/Seshat

Incremental backup to S3

Primary LanguageJavaMIT LicenseMIT

Seshat

Incremental backup to S3

Seshat is a self contained application that backs up incremental folders to Amazon S3. By 'self contained', it means it does not rely or use any database systems to store its status and reference information.

Seshat is a command line program and expects to run in a console environment, unless provided with a script.

It is intended to be used for single users or small businesses, rather than enterprises.

S3

It does rely on Amazon S3 and expects to have credentials stored in ${HOME}/.aws/credentials.

It also expects to be told which bucket to use. The default is "osiris-seshat", but this can be changed via the S3 BUCKET command and stored in the ${HOME}/.seshatrc file.

The use of Amazon credentials, S3 and Glacier policies will be addressed in a future version of this document. In the meantime, the reader is referred to the Amazon Web Services documentation.

Running Seshat

Seshat is a Java application and expects to have a JVE for Java 8 (V1.8) or above. To run it:

`java -jar Seshat.jar [commands]'

If no commands are entered, it will start in interactive mode. If commands are entered, it will execute those commands, and unless the last command is EXIT, it will then go in to interactive mode.

java -jar Seshat.jar 
Seshat>  

Getting Started

Seshat can be run interactively, where it will prompt for the actions to perform. Watch the prompt, as it will change depending on what sort of command or data it is expecting. At any stage enter 'help' or the '?' to get a list of options.

The Seshat environment needs to be initialised and the database read from Amazon S3. This is done with the init" command.

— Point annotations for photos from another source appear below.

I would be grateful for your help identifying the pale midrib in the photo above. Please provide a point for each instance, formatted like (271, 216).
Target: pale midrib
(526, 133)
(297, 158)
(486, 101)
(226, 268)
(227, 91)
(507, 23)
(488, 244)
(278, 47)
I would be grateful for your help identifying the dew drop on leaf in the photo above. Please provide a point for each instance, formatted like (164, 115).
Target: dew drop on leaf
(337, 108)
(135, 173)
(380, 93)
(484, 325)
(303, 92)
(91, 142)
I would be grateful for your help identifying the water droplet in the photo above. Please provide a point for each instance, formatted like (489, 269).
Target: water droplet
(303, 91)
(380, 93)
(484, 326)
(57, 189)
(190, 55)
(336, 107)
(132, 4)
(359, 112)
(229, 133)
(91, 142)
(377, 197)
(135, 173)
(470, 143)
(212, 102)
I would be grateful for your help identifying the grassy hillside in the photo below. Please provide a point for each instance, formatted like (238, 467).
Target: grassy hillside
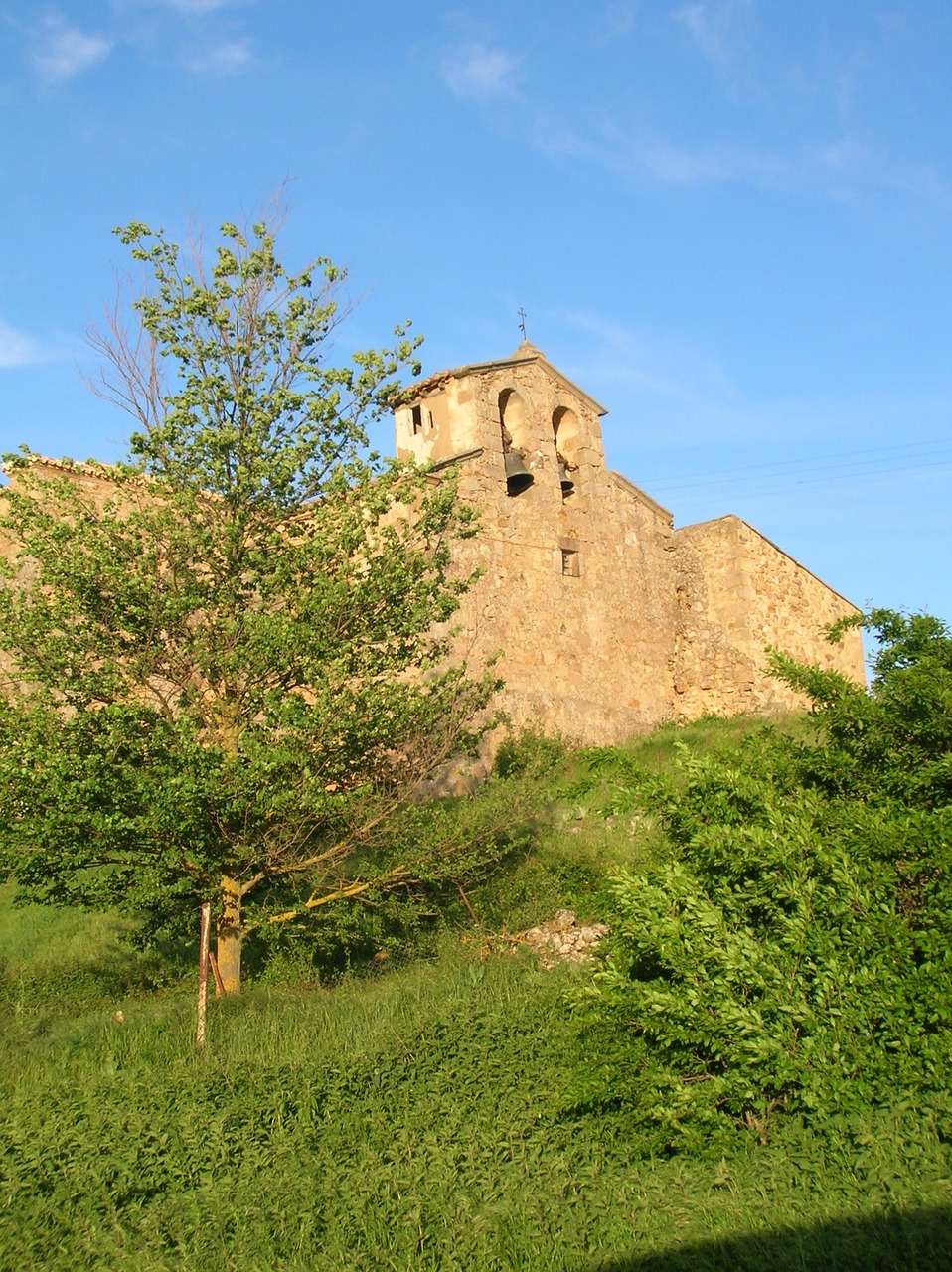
(412, 1114)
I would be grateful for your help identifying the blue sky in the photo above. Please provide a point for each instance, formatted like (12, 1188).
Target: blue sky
(728, 221)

However, this is a lengthy process and is not always required. When running a BACKUP or "AUTOMATIC command the initialisation is performed for you.

In order to backup the /home directory (assuming you have access to /home!) the commands will be:

14:03:11.503 INFO  - SESHAT started. Version 0.7.5a 
Seshat> backup /home 
14:03:28.745 INFO  - Initializing SESHAT and reading DB from S3
14:03:39.396 INFO  - Database loaded from: S3
14:03:39.396 INFO  - Staging area is: /tmp
14:03:39.396 INFO  - Initialisation is compete
14:03:39.590 INFO  - DB Lock acquired
14:03:47.463 INFO  - Database loaded from: S3
14:03:47.467 INFO  - Created top level folder /home
14:03:47.468 INFO  - Starting File walk.../home
14:03:55.578 WARN  - Ignoring Dropbox
14:03:57.623 WARN  - Ignoring Virtual Box VMs
14:04:03.988 WARN  - Ignoring iso VBoxGuestAdditions_5.2.18.iso
14:07:50.896 INFO  - Completed file walk. Scaned Dir=65377 File=474292. Found: 472463 to backup.  elapsed: 00:04:03.425
14:07:50.897 INFO  - Creating backup timestamp: 2019-07-26T14:07:50.897
14:07:50.906 INFO  - Opening container file: /tmp/SEF_bastet_home_20190726140750_000
14:09:27.406 INFO  - Progress  47246 - 10%
14:10:37.197 WARN  - File not backed up: /home/adrian/.spamassassin/bayes_toks (Permission denied)
14:10:55.644 INFO  - Progress  94492 - 20%
14:14:09.282 INFO  - Container is full SEF_bastet_home_20190726140750_000 size 8574920320 files 141139
14:14:09.282 INFO  - Closed container: SEF_bastet_home_20190726140750_000 
14:14:09.420 INFO  - Uploading multipart part file osiris-seshat/SEF_bastet_home_20190726140750_000 size 7 GB 
14:14:09.474 INFO  - Transfer started. Size 7 GB

Backup file structure

Backups are performed to staging container files. Each backup may contain multiple container files, and each container file will contain multiple files. Containers are generally split at around 8GB to improve performance of the transfer to S3.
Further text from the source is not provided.